Primeiro, eu acho mais óbvio, pelo interesse sobre tradições italianas e os registros sobre magia, magistas e práticas. Segundo, que podemos encontrar algumas referências interessantes à esses praticantes em livros e até numa pesquisa sobre São João (3). São curiosas  as coisas que encontramos “perdidas” e nos ajudam a pensar sobre o que praticamos e acreditamos. O lance dos Benandanti foi uma percepção do que seria um xamã na península itálica. Apoio-me em palavras de Carlo Ginzburg para dizer isso (4). Ele coloca: “(…) é possível afirmar-se a existência de uma conexão não analógica, mas real entre benandanti e xamãs”. Embora o estudioso não se estenda neste estudo, pois considera inapropriado para esta obra em especial, existe uma ligação que pode ser, segundo Ginzburg aprofundada se olharmos para o leste da Europa e suas práticas. Ora, os estados de transe nos quais viajavam e a proteção que tinham sobre a Natureza e as colheitas, identificam práticas antigas similares a curandeiros e feiticeiros conhecidos pelo mundo tudo.

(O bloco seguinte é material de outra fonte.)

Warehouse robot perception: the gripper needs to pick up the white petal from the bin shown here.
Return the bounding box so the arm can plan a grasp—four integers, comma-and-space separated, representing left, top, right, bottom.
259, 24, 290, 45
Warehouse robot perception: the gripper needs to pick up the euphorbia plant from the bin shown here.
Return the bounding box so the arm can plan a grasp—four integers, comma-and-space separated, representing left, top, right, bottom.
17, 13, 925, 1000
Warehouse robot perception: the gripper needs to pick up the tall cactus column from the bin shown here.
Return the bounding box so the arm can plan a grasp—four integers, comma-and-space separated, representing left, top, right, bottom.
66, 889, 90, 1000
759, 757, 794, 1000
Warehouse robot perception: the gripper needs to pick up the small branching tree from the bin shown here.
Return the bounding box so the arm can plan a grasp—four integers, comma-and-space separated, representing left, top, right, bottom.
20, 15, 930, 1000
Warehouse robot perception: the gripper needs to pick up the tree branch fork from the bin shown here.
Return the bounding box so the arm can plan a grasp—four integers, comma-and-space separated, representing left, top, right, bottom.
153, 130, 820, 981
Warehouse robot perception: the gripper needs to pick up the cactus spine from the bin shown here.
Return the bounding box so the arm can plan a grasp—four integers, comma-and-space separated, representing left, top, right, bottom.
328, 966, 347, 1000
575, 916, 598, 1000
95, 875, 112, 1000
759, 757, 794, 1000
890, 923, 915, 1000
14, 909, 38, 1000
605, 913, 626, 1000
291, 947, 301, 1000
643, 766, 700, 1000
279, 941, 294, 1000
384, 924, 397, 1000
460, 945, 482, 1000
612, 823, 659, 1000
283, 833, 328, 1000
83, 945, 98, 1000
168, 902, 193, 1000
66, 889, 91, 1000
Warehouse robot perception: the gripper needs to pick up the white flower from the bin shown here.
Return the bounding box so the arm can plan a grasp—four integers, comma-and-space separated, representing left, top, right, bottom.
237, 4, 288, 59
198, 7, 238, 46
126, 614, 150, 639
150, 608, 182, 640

Existiram registros do conhecimento de algumas ervas, “shape shifting”(5), comunicação com os mortos, trazendo para nós não apenas o escopo malhado pelo Santo Oficio, mas um mais amplo com noções de benfeitores de comunidades e da Natureza. Outra questão interessante, na minha opinião, é o fato das batalhas noturnas nunca terem um final certo. Acredito que os benandanti compreendiam que a Natureza tem uma essência inconstante e que a chegada da primavera, por si só, não garantiria uma boa colheita – diferente de rituais de outras localidades que sempre havia um vencedor nas disputas e necessariamente era a fertilidade dos campos. Adorei isso, pois me pareceu uma visão mais equilibrada e realista de processos, ainda mais quando falamos de um culto registrado nos séculos XVI e XVII e não, certamente, pagão. Acredito que suas raízes, um tanto obscuras, se remontem à práticas muito antigas, porém é muito interessante podermos ver um culto dito por eles mesmos cristão, preocupados com o cio da terra. Enfim, não importa qual caminho que trilhamos, temos de saber sobreviver e lutar por isso, garantindo a continuidade da fertilidade: do nosso sangue e da nossa terra.

Benedizioni di Diana

Pietra
(dichiaroluna@yahoo.com)

 

(1) GINZBURG, Carlo. Os andarilhos do bem. São Paulo: Martins Fontes, 2001.
(2) uma espécie de palha de vassouras.
(3) www.eca.usp.br/associa/alaic/congresso1999/8gt/sjoaocgrande.doc
(4) 2001, pp. 53.
(5) mudança de forma humana para animal.